Graphic Novels: How to Format Your Script

Not long ago, I saw a call for authors to write nonfiction graphic novels.  Sounds great, but I don’t illustrate and I have no clue how to format the manuscript.  I tried looking it up online and . . . nada.

Part of my problem may have been that I was using the wrong lingo.  It is a graphic novel script.  I discovered this reading The Art of Comic Book Writing by Mark Kneece.

Kneece recommends three steps to writing.

The first is know what goes on in each Act.  Act 1 establishes main character and story problem and is no more than 25% of the total page count. Act 2 is 65% of the page count more or less.  Character attempts to understand the problem and make progress. Act 3 is more or less 10% of the total page count.  The main character puts forth huge effort at great risk and, hopefully, succeeds.

Next, the writer figures out what happens on each page.  This is a great place to pinpoint problems in pacing.

Finally, the writer creates a full script.  At this point, the author is figuring out how many panels will go onto each page and how the action will flow.  Once the writer knows what goes on in each panel, it is time to start writing.  The script for a single panel will look something like this:

Panel 1 – Description should be written here.  Some writers create lengthy complex descriptions. Others are much briefer.  It is even okay to include photos for visual reference.

Caption: Narrative goes here.  This is the narrative text often at the top of the panel.  “The chase had begun…”

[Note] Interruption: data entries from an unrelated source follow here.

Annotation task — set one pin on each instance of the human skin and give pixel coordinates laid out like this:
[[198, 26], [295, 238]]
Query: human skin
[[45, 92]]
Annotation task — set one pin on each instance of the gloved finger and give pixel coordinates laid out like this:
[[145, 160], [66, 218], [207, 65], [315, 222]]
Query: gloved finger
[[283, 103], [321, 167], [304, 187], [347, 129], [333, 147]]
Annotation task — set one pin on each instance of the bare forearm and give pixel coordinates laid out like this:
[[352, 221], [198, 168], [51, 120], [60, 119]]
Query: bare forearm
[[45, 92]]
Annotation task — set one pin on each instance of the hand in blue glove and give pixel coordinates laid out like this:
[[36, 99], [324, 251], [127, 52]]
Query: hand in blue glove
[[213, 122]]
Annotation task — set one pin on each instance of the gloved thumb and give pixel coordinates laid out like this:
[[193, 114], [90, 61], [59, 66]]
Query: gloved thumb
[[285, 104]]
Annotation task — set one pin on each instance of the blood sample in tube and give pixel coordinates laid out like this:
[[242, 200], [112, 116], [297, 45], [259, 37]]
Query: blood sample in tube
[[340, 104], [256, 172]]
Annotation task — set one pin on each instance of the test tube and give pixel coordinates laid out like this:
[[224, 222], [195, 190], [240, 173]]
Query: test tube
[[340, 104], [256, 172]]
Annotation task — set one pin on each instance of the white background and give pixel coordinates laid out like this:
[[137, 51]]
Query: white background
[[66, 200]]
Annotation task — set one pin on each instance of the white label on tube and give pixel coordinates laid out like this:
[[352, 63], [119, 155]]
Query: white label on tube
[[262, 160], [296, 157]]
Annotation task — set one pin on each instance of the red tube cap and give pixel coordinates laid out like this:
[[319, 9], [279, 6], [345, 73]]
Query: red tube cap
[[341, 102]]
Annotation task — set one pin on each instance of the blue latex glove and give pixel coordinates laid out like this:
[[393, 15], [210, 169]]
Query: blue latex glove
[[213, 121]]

Jane Doe: Dialogue.  Keep it brief.

John Doe:  Dialogue.  Still keeping it brief.

SFX: Onomatopoeia sound noises here.  Kapow!

Panel 2 – Description, etc as in panel 1.

Unlike book manuscripts, much of this is single spaced.  That surprised me.  So did the proportion of story given over to each act. I’m more accustomed to a 25-50-25 split.

There’s a lot more to this than the little bit I’ve written here.  This book is very thorough and helps walk you through the various steps, warning against common pitfalls.  I’m going to wait to finish reading it until I have a specific idea.  Otherwise I’ll just forget it all by the time I need it.

But now that I have a clue . . . I’m going to start reading more graphic novels.  Waiting for inspiration.